The Skinny – A braided novella that plays well with two very different set of tropes.

Lynesse Fourth Daughter is a princess on a noble quest. Perhaps the queen forbid her to get involved, and she doesn’t really know what she’s doing, but she’s off to a good start. She’s even recruited the legendary sorcerer Nyrgoth Elder to her side. Except that ‘Nyrgoth’ is in fact Nyr Illim Tevitch, a shlubby, depressed anthropologist from Earth, who should be studying the regressed society of interstellar colonists instead of playing wizard. But the rest of his team headed back to Earth centuries ago, and he hasn’t heard anything from them. And he’s lonely and depressed. But everything should work out fine, right?

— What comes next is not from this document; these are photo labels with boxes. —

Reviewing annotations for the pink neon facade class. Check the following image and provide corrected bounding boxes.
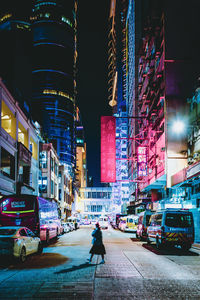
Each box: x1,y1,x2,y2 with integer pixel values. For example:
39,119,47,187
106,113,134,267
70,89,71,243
101,116,116,182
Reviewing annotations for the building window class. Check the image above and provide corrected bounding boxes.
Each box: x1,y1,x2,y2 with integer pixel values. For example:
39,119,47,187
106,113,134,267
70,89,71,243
51,157,54,171
51,180,54,195
1,148,15,180
39,177,47,193
40,151,47,169
18,122,28,148
1,101,16,140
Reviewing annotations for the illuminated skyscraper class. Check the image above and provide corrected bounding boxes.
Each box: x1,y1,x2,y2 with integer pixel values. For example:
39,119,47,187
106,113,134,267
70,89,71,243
31,0,77,176
108,0,129,216
0,0,32,116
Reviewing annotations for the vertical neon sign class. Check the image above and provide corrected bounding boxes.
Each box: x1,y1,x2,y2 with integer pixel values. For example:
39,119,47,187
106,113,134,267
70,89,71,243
101,116,116,182
137,147,147,177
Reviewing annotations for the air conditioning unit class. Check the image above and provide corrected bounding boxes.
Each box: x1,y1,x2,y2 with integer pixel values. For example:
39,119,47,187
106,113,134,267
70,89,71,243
188,157,194,165
193,153,200,159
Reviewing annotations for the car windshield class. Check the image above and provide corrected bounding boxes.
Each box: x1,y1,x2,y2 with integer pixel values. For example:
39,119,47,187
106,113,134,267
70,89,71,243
0,228,16,235
166,213,193,228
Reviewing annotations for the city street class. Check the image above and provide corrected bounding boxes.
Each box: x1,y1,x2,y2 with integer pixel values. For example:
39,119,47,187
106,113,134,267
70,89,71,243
0,226,200,300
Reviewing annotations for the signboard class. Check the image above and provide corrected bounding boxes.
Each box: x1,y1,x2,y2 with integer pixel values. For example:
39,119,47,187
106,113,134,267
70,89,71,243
137,147,147,177
101,116,116,182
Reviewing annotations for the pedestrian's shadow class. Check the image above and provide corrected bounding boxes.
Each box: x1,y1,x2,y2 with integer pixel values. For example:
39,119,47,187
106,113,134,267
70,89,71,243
54,263,96,274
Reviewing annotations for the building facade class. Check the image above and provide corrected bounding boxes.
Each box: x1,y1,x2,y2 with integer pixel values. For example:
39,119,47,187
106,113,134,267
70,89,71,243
31,0,77,174
108,0,129,213
77,187,112,221
0,81,40,195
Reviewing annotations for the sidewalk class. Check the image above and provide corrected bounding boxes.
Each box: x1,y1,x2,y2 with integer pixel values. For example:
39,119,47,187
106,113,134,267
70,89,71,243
192,243,200,250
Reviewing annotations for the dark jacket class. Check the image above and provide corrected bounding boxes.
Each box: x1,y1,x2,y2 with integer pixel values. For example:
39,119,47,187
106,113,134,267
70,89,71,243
92,228,103,246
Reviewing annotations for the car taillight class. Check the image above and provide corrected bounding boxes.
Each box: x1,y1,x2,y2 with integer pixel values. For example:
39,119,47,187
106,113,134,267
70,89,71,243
161,226,165,236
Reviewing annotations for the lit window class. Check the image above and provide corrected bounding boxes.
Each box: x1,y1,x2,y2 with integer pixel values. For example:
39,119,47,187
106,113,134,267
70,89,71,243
1,101,16,140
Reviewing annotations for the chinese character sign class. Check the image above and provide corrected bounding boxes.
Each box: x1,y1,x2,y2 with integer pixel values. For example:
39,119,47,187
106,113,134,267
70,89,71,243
137,147,147,177
101,116,116,182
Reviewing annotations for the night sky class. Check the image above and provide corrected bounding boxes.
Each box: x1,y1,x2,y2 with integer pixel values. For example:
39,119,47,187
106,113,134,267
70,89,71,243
78,0,111,186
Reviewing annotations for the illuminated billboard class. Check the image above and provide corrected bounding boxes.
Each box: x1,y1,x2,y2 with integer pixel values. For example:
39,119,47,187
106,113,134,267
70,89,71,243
137,147,147,177
101,116,116,182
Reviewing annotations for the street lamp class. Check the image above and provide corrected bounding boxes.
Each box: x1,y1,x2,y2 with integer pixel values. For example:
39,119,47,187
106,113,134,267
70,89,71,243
172,120,185,134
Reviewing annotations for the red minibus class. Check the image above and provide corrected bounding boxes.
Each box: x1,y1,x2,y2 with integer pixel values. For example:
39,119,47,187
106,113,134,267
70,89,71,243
0,194,61,242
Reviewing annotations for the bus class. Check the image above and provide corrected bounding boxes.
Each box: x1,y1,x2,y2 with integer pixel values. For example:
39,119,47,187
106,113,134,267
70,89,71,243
118,215,138,233
0,194,62,243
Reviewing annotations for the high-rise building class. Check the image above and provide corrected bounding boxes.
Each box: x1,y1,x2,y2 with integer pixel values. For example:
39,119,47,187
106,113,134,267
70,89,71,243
31,0,77,174
128,0,200,209
0,0,32,117
108,0,129,213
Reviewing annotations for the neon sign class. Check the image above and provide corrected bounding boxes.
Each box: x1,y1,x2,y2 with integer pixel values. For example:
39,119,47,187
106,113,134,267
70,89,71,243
101,116,116,182
137,147,147,177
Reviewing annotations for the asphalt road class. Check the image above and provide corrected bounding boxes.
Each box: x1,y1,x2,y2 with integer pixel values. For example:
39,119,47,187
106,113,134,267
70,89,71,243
0,227,200,300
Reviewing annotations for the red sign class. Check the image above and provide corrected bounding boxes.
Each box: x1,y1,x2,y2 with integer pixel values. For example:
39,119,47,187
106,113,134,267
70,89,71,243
101,116,116,182
137,147,147,177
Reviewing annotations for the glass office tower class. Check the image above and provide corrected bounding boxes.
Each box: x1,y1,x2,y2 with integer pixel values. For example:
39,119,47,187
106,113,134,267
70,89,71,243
31,0,77,173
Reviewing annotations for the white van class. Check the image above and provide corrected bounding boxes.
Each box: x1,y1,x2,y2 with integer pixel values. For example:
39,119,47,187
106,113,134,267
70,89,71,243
99,216,108,229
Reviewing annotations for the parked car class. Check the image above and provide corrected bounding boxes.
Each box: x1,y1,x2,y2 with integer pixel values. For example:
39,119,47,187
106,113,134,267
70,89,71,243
147,209,194,250
62,223,71,233
118,216,127,231
136,210,153,241
99,217,108,229
0,226,43,262
66,222,74,231
123,215,138,233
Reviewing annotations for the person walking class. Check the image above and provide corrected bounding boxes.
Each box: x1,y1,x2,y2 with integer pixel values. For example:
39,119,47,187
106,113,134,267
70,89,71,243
88,223,106,264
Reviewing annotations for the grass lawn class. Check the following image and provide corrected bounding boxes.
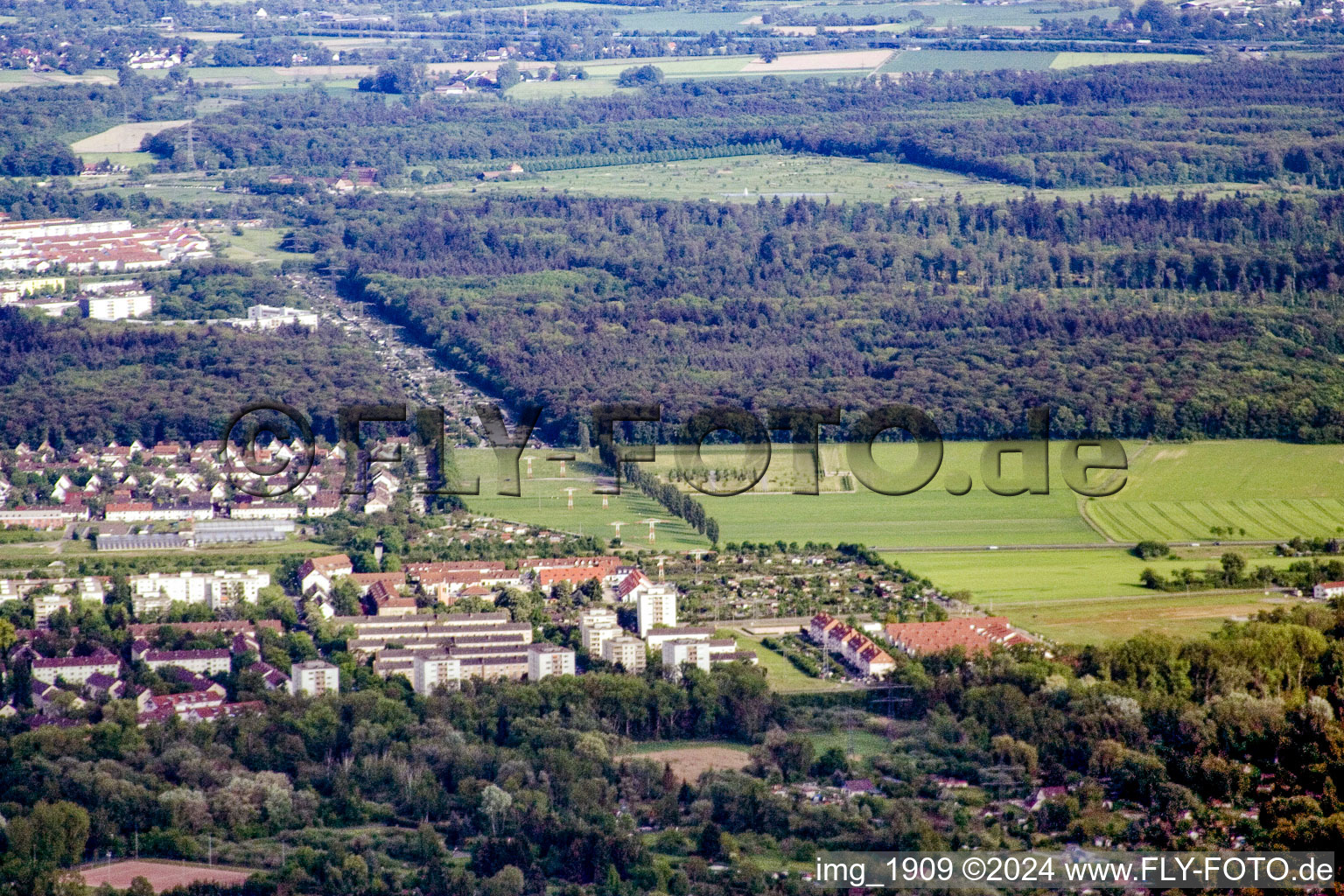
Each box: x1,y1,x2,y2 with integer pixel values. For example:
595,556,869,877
732,632,850,693
456,442,1102,550
812,730,891,759
473,153,998,203
78,151,158,168
454,449,710,550
218,227,313,264
432,151,1273,203
656,442,1102,548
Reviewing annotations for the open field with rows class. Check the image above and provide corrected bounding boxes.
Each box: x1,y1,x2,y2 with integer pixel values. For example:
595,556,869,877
458,441,1344,548
888,547,1312,643
1086,441,1344,542
459,152,1273,203
70,118,187,155
457,442,1102,550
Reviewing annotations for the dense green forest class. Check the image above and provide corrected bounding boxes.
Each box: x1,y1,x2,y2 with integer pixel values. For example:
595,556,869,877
0,308,402,444
322,189,1344,441
146,58,1344,188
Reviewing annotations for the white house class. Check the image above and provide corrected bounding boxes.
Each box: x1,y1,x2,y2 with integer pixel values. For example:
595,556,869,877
289,660,340,697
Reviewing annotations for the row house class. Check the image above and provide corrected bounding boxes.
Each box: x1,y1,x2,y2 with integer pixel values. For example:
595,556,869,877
808,612,897,677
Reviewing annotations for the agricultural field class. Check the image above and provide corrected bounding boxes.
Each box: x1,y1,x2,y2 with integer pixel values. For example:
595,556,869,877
878,50,1204,74
812,728,891,759
456,442,1103,550
888,547,1312,643
802,3,1119,30
70,151,158,168
727,632,850,693
1085,441,1344,542
625,741,752,782
472,153,1001,203
454,449,710,550
459,152,1274,203
80,860,254,893
1050,52,1206,68
878,50,1059,74
70,118,187,158
500,50,891,100
215,227,313,264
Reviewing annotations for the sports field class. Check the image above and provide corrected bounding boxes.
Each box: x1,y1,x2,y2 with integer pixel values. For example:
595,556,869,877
457,442,1103,550
458,441,1344,550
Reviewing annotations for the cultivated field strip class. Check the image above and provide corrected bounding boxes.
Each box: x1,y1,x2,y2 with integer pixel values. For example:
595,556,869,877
1088,499,1344,542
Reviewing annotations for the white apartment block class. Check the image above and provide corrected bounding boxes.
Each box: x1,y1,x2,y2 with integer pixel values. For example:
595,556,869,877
636,584,676,638
80,290,155,321
579,607,622,657
602,635,649,675
289,660,340,697
128,570,270,615
527,643,574,681
235,304,317,329
143,649,230,676
662,638,710,677
32,594,71,628
32,653,121,685
644,626,714,652
411,653,462,697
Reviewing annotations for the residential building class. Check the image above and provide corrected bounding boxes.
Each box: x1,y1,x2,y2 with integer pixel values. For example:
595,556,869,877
883,617,1031,657
644,626,714,650
808,612,897,677
32,650,121,685
579,607,624,657
141,648,231,676
634,584,676,638
233,304,317,329
298,554,355,594
128,570,270,615
662,638,711,677
1312,582,1344,600
527,643,574,681
599,635,649,675
411,653,462,697
80,289,155,321
289,660,340,697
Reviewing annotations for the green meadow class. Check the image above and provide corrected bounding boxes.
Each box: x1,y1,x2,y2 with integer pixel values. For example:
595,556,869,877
1085,439,1344,542
458,441,1344,553
457,442,1102,550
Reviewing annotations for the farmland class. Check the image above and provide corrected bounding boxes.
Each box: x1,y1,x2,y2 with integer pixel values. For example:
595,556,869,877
80,860,253,893
457,442,1102,550
70,120,187,156
1086,441,1344,542
730,633,850,693
615,743,750,782
890,548,1312,643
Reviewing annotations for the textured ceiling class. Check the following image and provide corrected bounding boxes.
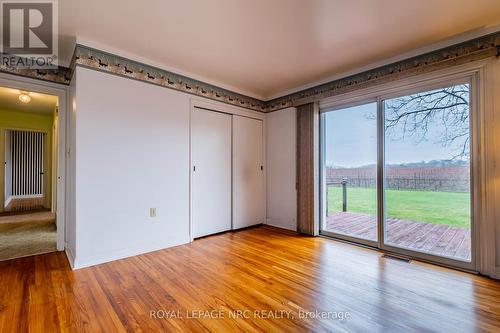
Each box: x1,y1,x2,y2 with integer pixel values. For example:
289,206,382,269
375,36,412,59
0,87,57,115
59,0,500,99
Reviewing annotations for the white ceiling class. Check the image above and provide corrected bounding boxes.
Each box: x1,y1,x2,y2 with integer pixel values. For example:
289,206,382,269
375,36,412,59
0,87,57,115
59,0,500,99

Elder Race mixes far-future science fiction with old school sword and sorcery. Author Adrian Tchaikovsky weaves a deft course between genre tropes and delivers a stunning gut-punch of a novella packed with complex characters.
The story is split between the points of view of the main characters, switching off between Lynesse and Nyr as they go to confront a ‘demon’ causing havoc on the planet’s surface. Nyr is sure that this is just another bit of old technology that’s gotten out of hand. Lyn is sure that the Ancient Sorcerer will have no problems dealing with evil magic, as he did centuries before, when her ancestor called him. Of course, they’re both super wrong.
One of my favorite tricks Tchaikovsky plays with in this story is in the use of language. Nyr is constantly frustrated by the fact that he can’t even confess that he’s a charlatan, because all of this post-Earth cultur’e’s words for ‘scientist’ are also cognates for ‘wizard.’ By shifting perspective, the reader gets to understand both characters better than they do each other. There is even a great sequence where their text appears side by side, and the reader sees the same story as Nyr means to tell it and as Lyn hears it.
Tchiakovsky takes a warrior princess and a displaced sci-fi crew member and puts them into what amounts to a comedy of manners, with each struggling to both use the other to their own ends, and to understand one another. It’s a clever little story, and it surprised and moved me more than I expected.
Elder Race is a delightful spec-fic gem of a novella, and I highly recommend picking it up, whether you’re a fan of quests or post-human existential angst, it’s a cocktail sure to delight the palate.